Reuters commissioned a poll about President Trump’s executive order that caused so much controversy over the weekend. Here are the results:
So 59 percent of respondents are either in favor of the executive order, indifferent, or don’t know anything about it. It’s tiresome to keep harping on media bias, but given that’s the top line result of the poll, here’s the headline Reuters is running with: “Exclusive: Only a third of Americans think Trump’s travel ban will make them safer.” Considering 26 percent of respondents said that the executive order would make them “less safe,” and the rest had no opinion, that headline seems designed to attack Trump’s executive order even if it means downplaying the results of Reuters’s own poll.
It’s also remarkable that the executive order is still relatively popular after a weekend of protests, some successful legal actions challenging the order, and loads of negative press. Even a lot of conservative critics and Republican members of Congress, who might otherwise have supported the executive order, expressed concerns about the incompetence involved in implementing it. Had the implementation been more considered and gone more smoothly, it’s hard to imagine that the executive order wouldn’t be more popular.
Some conservatives, like John Podhoretz, have been warning not to dismiss the intensity of the Trump opposition as a political force. I think this is correct. There were a lot of dismissals of the Tea Party in 2010, and congressional elections that year resulted in the worst electoral defeat for a major party since the end of World War II. And that was with a media that was hostile to the Tea Party—this time around they’re putting pink hats on the cover of Time magazine and talking about “the resistance.”
However, there’s an equal and opposite danger for Democrats. One is to mistake the fact that Trump is hated in their respective Facebook bubbles for the fact that he and his policies are broadly unpopular when he’s not. This is a rather illuminating way of looking at the Reuters poll on Trump’s executive order:
Here is an example of why we think “everyone I know” agrees with us.

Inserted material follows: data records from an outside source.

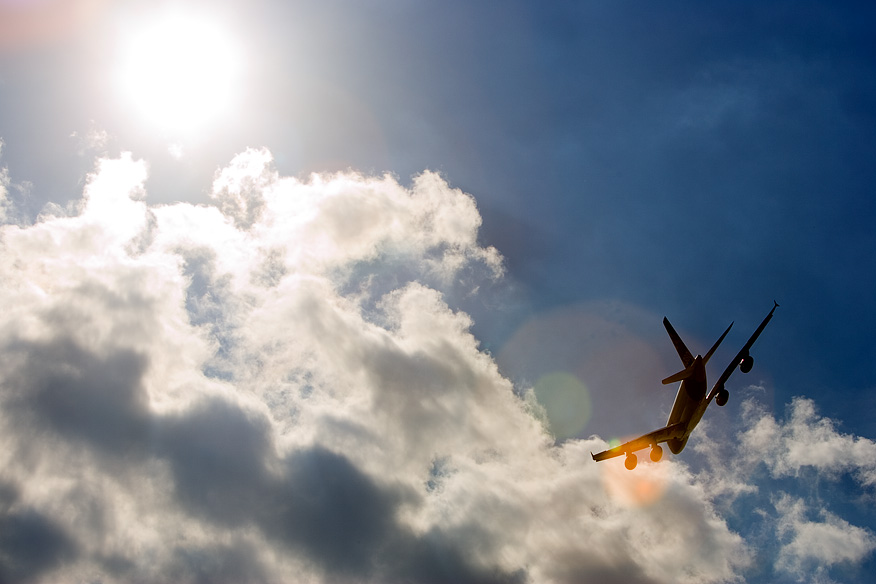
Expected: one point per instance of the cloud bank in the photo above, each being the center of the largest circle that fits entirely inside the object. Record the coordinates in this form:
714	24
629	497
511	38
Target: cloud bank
276	388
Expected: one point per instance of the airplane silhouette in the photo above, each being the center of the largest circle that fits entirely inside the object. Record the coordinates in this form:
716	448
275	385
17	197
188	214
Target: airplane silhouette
691	401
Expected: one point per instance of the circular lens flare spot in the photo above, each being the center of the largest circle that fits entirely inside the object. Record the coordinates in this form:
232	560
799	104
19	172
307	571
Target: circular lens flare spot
641	487
566	402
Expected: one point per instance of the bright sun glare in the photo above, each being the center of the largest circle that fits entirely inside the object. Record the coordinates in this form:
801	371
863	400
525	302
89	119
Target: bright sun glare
180	72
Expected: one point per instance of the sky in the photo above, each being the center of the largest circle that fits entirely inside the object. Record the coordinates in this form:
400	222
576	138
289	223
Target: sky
348	291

Data on immigration ban from Reuters/Ipsos poll today. pic.twitter.com/5oayhsrp5Y
— Charles Franklin (@PollsAndVotes) February 1, 2017
Further, the chaos involved in Trumpland is not a new thing. Every time Trump does something outrageous, the temptation has been to declare that this new action will be the straw that breaks the camel’s back of Trump’s support. And yet, despite a number of decisions and statements during the campaign that would have sunk a normal candidate, Trump marched right on to the White House. As The Atlantic’s Adam Serwer recently remarked, “Liberals really need to be careful about constructing their own echo chamber where the Trump White House is always on the verge of implosion.” MSNBC host Chris Hayes enthusiastically agreed with the sentiment.
Funnily enough, the Obama presidency was marked by the media rushing to call everything the GOP did to oppose the Democratic agenda “Republican overreach”, and the term was comically overused, considering how the GOP dominated state, local, and federal elections as Obama’s two terms wore on. The press is not exactly eager to let go of this phrase—Serwer’s own publication ran a piece on January 3 entitled, “Republicans Grapple With the Risk of Overreach.”
But as the furor over Trump’s executive order shows, the risk of Democratic overreach is very real—particularly because outraged liberals are storming Senate minority leader Chuck Schumer’s apartment and demanding he engage the Democratic party in unprecedented amounts of obstructionism over basic things such as cabinet appointments. In general, the base is pushing the party much further left than they ought to be in a country that, despite all of Barack Obama’s “coalition of the ascendent” triumphalism, is still firmly center-right. It’s possible that Trump might well implode all on his own, and fierce Democratic opposition early could pay off. However, 10 Democratic senators are up for reelection in 2018 in states that Trump won. If Trump remains at all popular in those states by the time the midterms roll around, the minority party runs the risk of even further reducing its congressional power.
In other words, when even smart liberals such as Serwer and Hayes are sounding the alarm, Democrats are indeed running a big risk of overreach.